なんか、疑いの目で見られると、国王の仲間なんかじゃないのに、妙な感じになっててしまう、だから、おじさんと猫さんに、自己紹介をしようとしたら、僕は、

『あっ、あ、あの、僕らは、その天界から来たんです。その怪しいものじゃないんです。本当に』って、焦ってしまった。で、僕は、深呼吸を一回して、気を取り直して、ニャオーって鳴いてから

『僕の名前は、元気といいます。こっちは、空君、で、ゴールデンレトリバーの方がアルフ、ラブラドールがリッチ、僕らは、天界から来たの。こっちの大きい人は、隊長さん、隊長さんは、おじさんや猫さんと同じ地球の住民、で、こっちの男の人はストーンさん、女の人はエンジェルさん、二人は赤い地球のガーディアンさん、そして赤い地球の犬さん。みんな、この国を元に戻すために、この城の中に入ってきたんだ。そしたら、銃に撃たれて倒れているおじさんと、おじさんの下敷きになっていた猫さんを見つけたんだ。ああ、それから、猫さん、さっき、母猫さんと赤ちゃんニャンコさんたちのことを言っていたけれど、その母猫さんって、ここを逃げ出した猫さん。えーと、二人とも、以前に亡くなった猫さんから、城の中に入っちゃいけないって言われていた』って、僕が言うと

『そうだよ。母猫のことを知っているんですか。無事ですか』って、猫さんが、噛み付きそうな勢いで聞いてきた。

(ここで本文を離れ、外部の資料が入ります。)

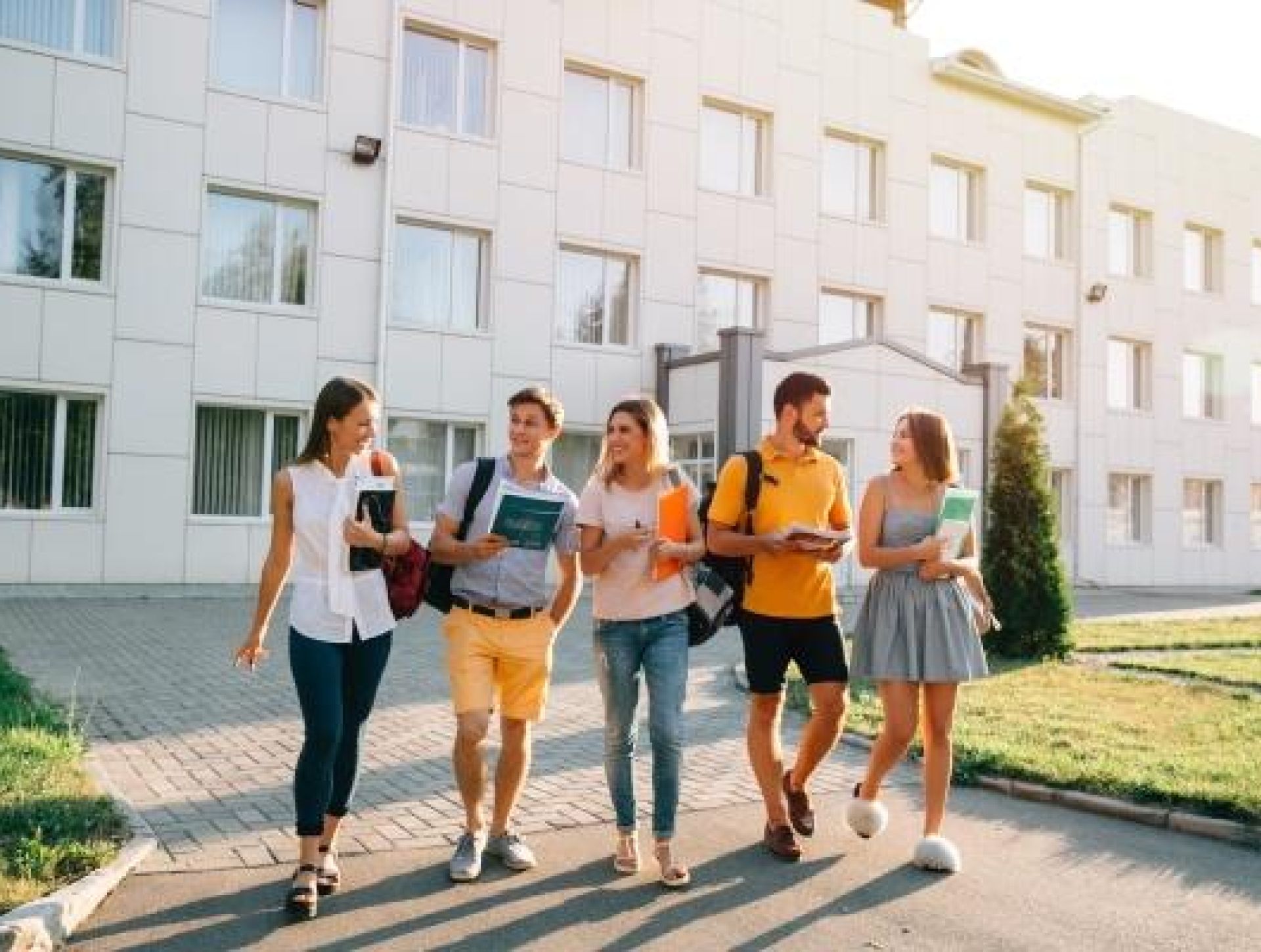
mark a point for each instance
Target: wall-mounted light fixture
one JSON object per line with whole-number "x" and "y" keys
{"x": 367, "y": 149}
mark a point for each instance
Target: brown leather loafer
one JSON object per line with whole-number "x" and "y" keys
{"x": 801, "y": 811}
{"x": 782, "y": 842}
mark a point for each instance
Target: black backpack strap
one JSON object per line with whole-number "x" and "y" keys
{"x": 477, "y": 491}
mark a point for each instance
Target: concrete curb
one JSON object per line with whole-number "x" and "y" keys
{"x": 47, "y": 923}
{"x": 1225, "y": 830}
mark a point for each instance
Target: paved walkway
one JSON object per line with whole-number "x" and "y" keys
{"x": 205, "y": 752}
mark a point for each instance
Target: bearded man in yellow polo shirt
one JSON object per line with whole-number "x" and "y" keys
{"x": 789, "y": 611}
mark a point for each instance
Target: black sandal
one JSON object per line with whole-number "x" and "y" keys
{"x": 328, "y": 880}
{"x": 300, "y": 901}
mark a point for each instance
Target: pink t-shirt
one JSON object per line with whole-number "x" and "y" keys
{"x": 626, "y": 592}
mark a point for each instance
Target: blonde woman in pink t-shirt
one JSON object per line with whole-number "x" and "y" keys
{"x": 641, "y": 624}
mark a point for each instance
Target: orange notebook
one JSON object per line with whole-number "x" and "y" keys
{"x": 674, "y": 513}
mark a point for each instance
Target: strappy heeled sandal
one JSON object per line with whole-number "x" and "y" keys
{"x": 300, "y": 901}
{"x": 328, "y": 880}
{"x": 626, "y": 855}
{"x": 674, "y": 875}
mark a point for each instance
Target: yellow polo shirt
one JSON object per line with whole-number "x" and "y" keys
{"x": 810, "y": 491}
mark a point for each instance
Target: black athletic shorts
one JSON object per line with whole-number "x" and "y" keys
{"x": 771, "y": 643}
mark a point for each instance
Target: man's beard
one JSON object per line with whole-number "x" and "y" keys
{"x": 806, "y": 435}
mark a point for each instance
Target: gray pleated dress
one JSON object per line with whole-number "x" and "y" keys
{"x": 911, "y": 630}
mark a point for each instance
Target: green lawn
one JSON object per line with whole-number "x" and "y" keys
{"x": 53, "y": 825}
{"x": 1145, "y": 636}
{"x": 1105, "y": 731}
{"x": 1236, "y": 667}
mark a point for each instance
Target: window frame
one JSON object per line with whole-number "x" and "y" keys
{"x": 72, "y": 168}
{"x": 761, "y": 304}
{"x": 313, "y": 253}
{"x": 463, "y": 41}
{"x": 970, "y": 192}
{"x": 1211, "y": 497}
{"x": 875, "y": 165}
{"x": 634, "y": 133}
{"x": 449, "y": 465}
{"x": 268, "y": 471}
{"x": 762, "y": 150}
{"x": 114, "y": 60}
{"x": 485, "y": 297}
{"x": 1139, "y": 372}
{"x": 1143, "y": 481}
{"x": 1063, "y": 342}
{"x": 57, "y": 490}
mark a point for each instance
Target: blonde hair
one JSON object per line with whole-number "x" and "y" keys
{"x": 935, "y": 443}
{"x": 652, "y": 423}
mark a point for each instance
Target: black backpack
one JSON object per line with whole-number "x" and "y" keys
{"x": 737, "y": 571}
{"x": 438, "y": 589}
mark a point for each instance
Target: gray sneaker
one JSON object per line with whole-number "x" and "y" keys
{"x": 466, "y": 865}
{"x": 512, "y": 850}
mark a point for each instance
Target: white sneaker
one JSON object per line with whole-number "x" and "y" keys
{"x": 937, "y": 854}
{"x": 466, "y": 864}
{"x": 867, "y": 817}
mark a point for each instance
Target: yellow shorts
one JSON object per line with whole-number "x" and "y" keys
{"x": 504, "y": 659}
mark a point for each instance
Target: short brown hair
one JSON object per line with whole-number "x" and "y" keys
{"x": 545, "y": 400}
{"x": 797, "y": 389}
{"x": 935, "y": 443}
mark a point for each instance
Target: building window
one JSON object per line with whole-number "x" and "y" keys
{"x": 600, "y": 121}
{"x": 428, "y": 453}
{"x": 271, "y": 47}
{"x": 725, "y": 301}
{"x": 1202, "y": 386}
{"x": 1202, "y": 257}
{"x": 445, "y": 82}
{"x": 237, "y": 453}
{"x": 955, "y": 201}
{"x": 954, "y": 338}
{"x": 733, "y": 150}
{"x": 1255, "y": 259}
{"x": 257, "y": 250}
{"x": 1046, "y": 222}
{"x": 1129, "y": 375}
{"x": 852, "y": 172}
{"x": 1129, "y": 508}
{"x": 439, "y": 276}
{"x": 574, "y": 456}
{"x": 1046, "y": 361}
{"x": 52, "y": 220}
{"x": 1255, "y": 515}
{"x": 694, "y": 454}
{"x": 1062, "y": 501}
{"x": 845, "y": 317}
{"x": 87, "y": 27}
{"x": 1128, "y": 251}
{"x": 596, "y": 294}
{"x": 1202, "y": 512}
{"x": 47, "y": 450}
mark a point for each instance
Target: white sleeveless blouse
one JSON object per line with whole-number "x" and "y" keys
{"x": 328, "y": 598}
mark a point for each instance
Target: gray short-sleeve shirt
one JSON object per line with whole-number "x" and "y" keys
{"x": 516, "y": 578}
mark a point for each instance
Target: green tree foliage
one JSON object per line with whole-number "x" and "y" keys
{"x": 1021, "y": 559}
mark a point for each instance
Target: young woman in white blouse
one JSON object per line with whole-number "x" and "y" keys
{"x": 341, "y": 623}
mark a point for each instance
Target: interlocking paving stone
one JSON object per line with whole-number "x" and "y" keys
{"x": 205, "y": 752}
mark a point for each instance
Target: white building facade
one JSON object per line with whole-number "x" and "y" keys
{"x": 189, "y": 249}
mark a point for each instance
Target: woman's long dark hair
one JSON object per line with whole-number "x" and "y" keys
{"x": 336, "y": 400}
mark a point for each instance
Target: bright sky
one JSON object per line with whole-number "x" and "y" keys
{"x": 1202, "y": 57}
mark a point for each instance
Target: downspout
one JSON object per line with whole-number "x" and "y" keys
{"x": 387, "y": 198}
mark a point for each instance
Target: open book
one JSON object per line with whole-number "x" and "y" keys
{"x": 525, "y": 517}
{"x": 375, "y": 500}
{"x": 814, "y": 536}
{"x": 955, "y": 519}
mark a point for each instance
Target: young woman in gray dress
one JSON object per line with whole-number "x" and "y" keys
{"x": 916, "y": 634}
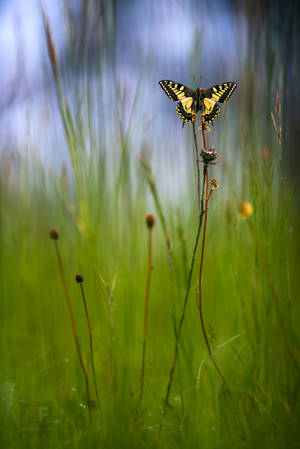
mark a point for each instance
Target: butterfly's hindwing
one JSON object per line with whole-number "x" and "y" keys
{"x": 190, "y": 101}
{"x": 220, "y": 92}
{"x": 176, "y": 91}
{"x": 184, "y": 109}
{"x": 211, "y": 110}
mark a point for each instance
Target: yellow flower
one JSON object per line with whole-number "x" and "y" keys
{"x": 245, "y": 209}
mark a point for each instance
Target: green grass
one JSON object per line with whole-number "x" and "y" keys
{"x": 250, "y": 287}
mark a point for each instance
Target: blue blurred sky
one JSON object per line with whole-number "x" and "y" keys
{"x": 196, "y": 42}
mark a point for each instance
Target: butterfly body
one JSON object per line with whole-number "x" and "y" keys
{"x": 201, "y": 100}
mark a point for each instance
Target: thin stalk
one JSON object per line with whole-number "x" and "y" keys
{"x": 83, "y": 368}
{"x": 150, "y": 268}
{"x": 111, "y": 325}
{"x": 91, "y": 345}
{"x": 200, "y": 302}
{"x": 178, "y": 334}
{"x": 198, "y": 166}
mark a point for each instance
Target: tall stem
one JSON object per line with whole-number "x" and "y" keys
{"x": 91, "y": 345}
{"x": 83, "y": 368}
{"x": 150, "y": 267}
{"x": 178, "y": 334}
{"x": 207, "y": 197}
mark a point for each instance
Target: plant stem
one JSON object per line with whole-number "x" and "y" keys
{"x": 91, "y": 345}
{"x": 150, "y": 268}
{"x": 178, "y": 334}
{"x": 198, "y": 167}
{"x": 207, "y": 197}
{"x": 83, "y": 368}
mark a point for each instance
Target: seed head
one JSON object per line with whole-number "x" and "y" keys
{"x": 150, "y": 220}
{"x": 214, "y": 184}
{"x": 246, "y": 209}
{"x": 79, "y": 278}
{"x": 53, "y": 234}
{"x": 209, "y": 156}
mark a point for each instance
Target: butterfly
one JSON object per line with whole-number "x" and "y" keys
{"x": 192, "y": 101}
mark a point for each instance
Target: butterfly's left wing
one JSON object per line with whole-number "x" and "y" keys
{"x": 216, "y": 94}
{"x": 221, "y": 92}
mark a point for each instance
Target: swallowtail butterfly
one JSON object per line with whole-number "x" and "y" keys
{"x": 193, "y": 101}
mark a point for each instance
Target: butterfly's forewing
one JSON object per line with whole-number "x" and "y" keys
{"x": 185, "y": 111}
{"x": 211, "y": 110}
{"x": 220, "y": 92}
{"x": 176, "y": 91}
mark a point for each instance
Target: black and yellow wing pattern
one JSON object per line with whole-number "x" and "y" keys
{"x": 216, "y": 94}
{"x": 183, "y": 94}
{"x": 190, "y": 101}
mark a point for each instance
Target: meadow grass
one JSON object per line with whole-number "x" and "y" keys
{"x": 249, "y": 293}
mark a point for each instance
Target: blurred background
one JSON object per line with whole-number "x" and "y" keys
{"x": 111, "y": 55}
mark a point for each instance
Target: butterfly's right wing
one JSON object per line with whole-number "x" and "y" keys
{"x": 183, "y": 94}
{"x": 176, "y": 91}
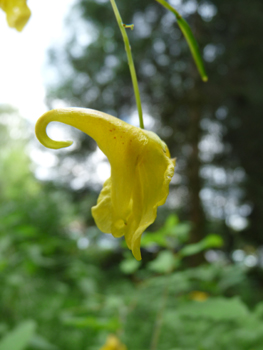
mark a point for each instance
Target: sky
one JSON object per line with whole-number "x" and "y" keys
{"x": 24, "y": 55}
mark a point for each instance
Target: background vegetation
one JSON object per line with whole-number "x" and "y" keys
{"x": 64, "y": 285}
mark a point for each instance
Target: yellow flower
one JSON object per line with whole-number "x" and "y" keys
{"x": 113, "y": 343}
{"x": 17, "y": 13}
{"x": 141, "y": 170}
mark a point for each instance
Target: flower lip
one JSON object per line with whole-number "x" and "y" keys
{"x": 141, "y": 170}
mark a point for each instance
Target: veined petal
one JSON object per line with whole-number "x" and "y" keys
{"x": 141, "y": 169}
{"x": 17, "y": 13}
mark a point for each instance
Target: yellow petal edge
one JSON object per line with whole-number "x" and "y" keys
{"x": 17, "y": 13}
{"x": 113, "y": 343}
{"x": 141, "y": 170}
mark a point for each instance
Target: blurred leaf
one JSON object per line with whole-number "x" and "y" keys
{"x": 93, "y": 323}
{"x": 215, "y": 308}
{"x": 20, "y": 337}
{"x": 40, "y": 343}
{"x": 210, "y": 241}
{"x": 164, "y": 263}
{"x": 129, "y": 266}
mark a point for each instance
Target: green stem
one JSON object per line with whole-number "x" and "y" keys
{"x": 170, "y": 8}
{"x": 130, "y": 61}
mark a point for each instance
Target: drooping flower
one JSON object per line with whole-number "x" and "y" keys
{"x": 113, "y": 343}
{"x": 17, "y": 13}
{"x": 141, "y": 170}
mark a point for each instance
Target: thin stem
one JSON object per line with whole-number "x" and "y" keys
{"x": 159, "y": 320}
{"x": 170, "y": 8}
{"x": 130, "y": 61}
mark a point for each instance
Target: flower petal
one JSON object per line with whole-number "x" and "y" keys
{"x": 141, "y": 170}
{"x": 17, "y": 13}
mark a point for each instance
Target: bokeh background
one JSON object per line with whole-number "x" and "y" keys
{"x": 64, "y": 284}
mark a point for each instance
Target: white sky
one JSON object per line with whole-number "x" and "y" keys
{"x": 23, "y": 56}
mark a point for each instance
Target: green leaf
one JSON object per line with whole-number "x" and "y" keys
{"x": 187, "y": 32}
{"x": 192, "y": 43}
{"x": 215, "y": 308}
{"x": 164, "y": 263}
{"x": 129, "y": 266}
{"x": 20, "y": 337}
{"x": 210, "y": 241}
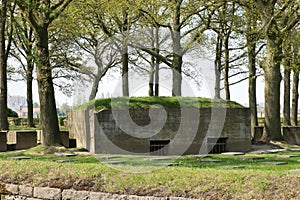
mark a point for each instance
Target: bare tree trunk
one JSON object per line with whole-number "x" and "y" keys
{"x": 218, "y": 64}
{"x": 49, "y": 117}
{"x": 29, "y": 99}
{"x": 177, "y": 51}
{"x": 156, "y": 87}
{"x": 125, "y": 81}
{"x": 151, "y": 77}
{"x": 286, "y": 97}
{"x": 252, "y": 84}
{"x": 226, "y": 67}
{"x": 152, "y": 66}
{"x": 272, "y": 129}
{"x": 251, "y": 46}
{"x": 3, "y": 69}
{"x": 295, "y": 98}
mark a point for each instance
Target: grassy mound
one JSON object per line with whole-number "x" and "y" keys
{"x": 167, "y": 102}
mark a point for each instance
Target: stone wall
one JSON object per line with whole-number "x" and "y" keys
{"x": 14, "y": 192}
{"x": 101, "y": 133}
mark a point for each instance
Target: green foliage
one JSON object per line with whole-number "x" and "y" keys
{"x": 167, "y": 102}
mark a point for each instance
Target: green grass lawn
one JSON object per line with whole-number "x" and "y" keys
{"x": 191, "y": 178}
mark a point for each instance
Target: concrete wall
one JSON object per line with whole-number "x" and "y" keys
{"x": 187, "y": 132}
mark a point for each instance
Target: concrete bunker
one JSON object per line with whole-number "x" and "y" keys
{"x": 99, "y": 132}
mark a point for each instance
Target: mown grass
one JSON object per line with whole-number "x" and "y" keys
{"x": 190, "y": 179}
{"x": 167, "y": 102}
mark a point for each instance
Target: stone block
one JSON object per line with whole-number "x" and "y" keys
{"x": 25, "y": 191}
{"x": 12, "y": 189}
{"x": 75, "y": 195}
{"x": 99, "y": 196}
{"x": 47, "y": 193}
{"x": 3, "y": 141}
{"x": 258, "y": 132}
{"x": 22, "y": 139}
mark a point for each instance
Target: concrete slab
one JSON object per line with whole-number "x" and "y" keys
{"x": 107, "y": 157}
{"x": 252, "y": 158}
{"x": 200, "y": 156}
{"x": 20, "y": 158}
{"x": 233, "y": 153}
{"x": 64, "y": 154}
{"x": 63, "y": 161}
{"x": 114, "y": 162}
{"x": 159, "y": 158}
{"x": 287, "y": 156}
{"x": 274, "y": 163}
{"x": 232, "y": 167}
{"x": 295, "y": 171}
{"x": 210, "y": 160}
{"x": 293, "y": 149}
{"x": 166, "y": 164}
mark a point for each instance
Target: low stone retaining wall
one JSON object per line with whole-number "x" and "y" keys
{"x": 3, "y": 140}
{"x": 13, "y": 192}
{"x": 64, "y": 138}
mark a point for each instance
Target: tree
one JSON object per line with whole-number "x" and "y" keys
{"x": 279, "y": 18}
{"x": 287, "y": 83}
{"x": 252, "y": 37}
{"x": 295, "y": 65}
{"x": 4, "y": 52}
{"x": 186, "y": 21}
{"x": 40, "y": 14}
{"x": 23, "y": 41}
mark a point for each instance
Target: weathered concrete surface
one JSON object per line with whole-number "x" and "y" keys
{"x": 100, "y": 132}
{"x": 47, "y": 193}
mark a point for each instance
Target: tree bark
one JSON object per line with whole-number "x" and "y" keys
{"x": 252, "y": 84}
{"x": 29, "y": 98}
{"x": 3, "y": 69}
{"x": 151, "y": 77}
{"x": 152, "y": 66}
{"x": 177, "y": 51}
{"x": 218, "y": 64}
{"x": 272, "y": 130}
{"x": 156, "y": 87}
{"x": 48, "y": 111}
{"x": 295, "y": 98}
{"x": 226, "y": 67}
{"x": 125, "y": 81}
{"x": 286, "y": 96}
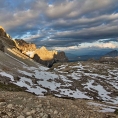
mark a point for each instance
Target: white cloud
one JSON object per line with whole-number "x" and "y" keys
{"x": 107, "y": 45}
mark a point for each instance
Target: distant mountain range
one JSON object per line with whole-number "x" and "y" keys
{"x": 113, "y": 53}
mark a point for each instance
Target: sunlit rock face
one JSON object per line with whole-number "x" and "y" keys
{"x": 5, "y": 38}
{"x": 45, "y": 54}
{"x": 24, "y": 47}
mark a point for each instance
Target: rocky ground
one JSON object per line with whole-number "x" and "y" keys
{"x": 26, "y": 105}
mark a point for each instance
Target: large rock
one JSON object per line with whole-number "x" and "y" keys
{"x": 40, "y": 55}
{"x": 5, "y": 38}
{"x": 60, "y": 57}
{"x": 45, "y": 54}
{"x": 24, "y": 47}
{"x": 1, "y": 46}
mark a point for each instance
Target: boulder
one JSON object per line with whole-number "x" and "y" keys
{"x": 24, "y": 46}
{"x": 1, "y": 46}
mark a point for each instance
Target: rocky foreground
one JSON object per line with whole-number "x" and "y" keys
{"x": 26, "y": 105}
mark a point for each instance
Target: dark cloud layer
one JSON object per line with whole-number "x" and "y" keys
{"x": 60, "y": 22}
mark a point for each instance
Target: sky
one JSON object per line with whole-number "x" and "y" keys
{"x": 62, "y": 24}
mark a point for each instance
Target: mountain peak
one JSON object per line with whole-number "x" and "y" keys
{"x": 113, "y": 53}
{"x": 43, "y": 48}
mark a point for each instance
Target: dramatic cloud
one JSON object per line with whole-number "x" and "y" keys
{"x": 62, "y": 23}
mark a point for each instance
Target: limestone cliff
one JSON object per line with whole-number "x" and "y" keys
{"x": 45, "y": 54}
{"x": 41, "y": 55}
{"x": 24, "y": 47}
{"x": 5, "y": 38}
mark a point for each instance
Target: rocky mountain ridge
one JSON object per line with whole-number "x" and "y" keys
{"x": 41, "y": 55}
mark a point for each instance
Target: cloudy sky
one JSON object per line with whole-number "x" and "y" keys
{"x": 62, "y": 24}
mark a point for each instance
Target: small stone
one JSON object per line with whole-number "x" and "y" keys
{"x": 9, "y": 113}
{"x": 2, "y": 100}
{"x": 33, "y": 112}
{"x": 41, "y": 114}
{"x": 40, "y": 105}
{"x": 9, "y": 106}
{"x": 2, "y": 103}
{"x": 45, "y": 116}
{"x": 20, "y": 116}
{"x": 28, "y": 113}
{"x": 29, "y": 117}
{"x": 26, "y": 110}
{"x": 55, "y": 112}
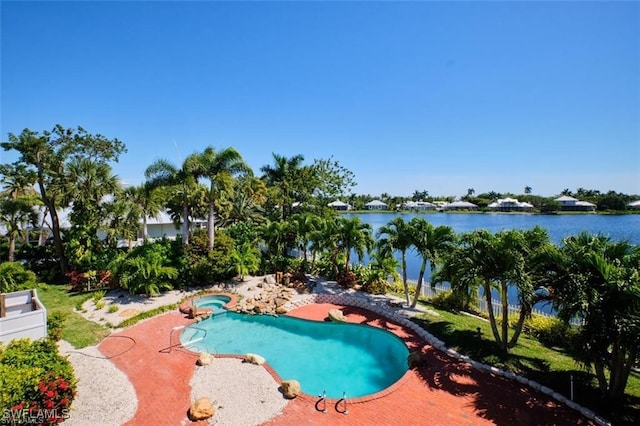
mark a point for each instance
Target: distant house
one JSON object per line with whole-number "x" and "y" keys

『元気です。母猫さんも、赤ちゃんニャンコたちも、みんな元気にしています』って、僕

『僕の飼い主の家に、みんな居ます。赤ちゃんニャンコは、三匹』って、犬さん

『そうですか、元気ですか、生まれたんですか、三匹も』って、父猫さんが嬉しそうに言うと

『良かったな、無事に生まれて』って、おじさんは、父猫さんの頭を撫でながら言った、そして、

『天界っていうのは、死んでしまうと行くところ、確か。なんだ、その赤い地球っていうのは』って、おじさんは、少し落ち着くと、ほんの少しだけ横柄な口調で言った。

『そのことを、今、説明していると時間が掛かるから、いつかってことでいいですか』って、僕が言うと、猫さんは『ええ、私は』って、おじさんはちょっとだけ不満そうな顔に見えたけれど、

『構いません。それより、国王の暴走を止めてもらえるんですか。この国を救ってくれるんですか』って、

『それに、協力してもらえるんですか』って、隊長さんが聞くと

『勿論です』って、おじさんは、二つ返事で答えた。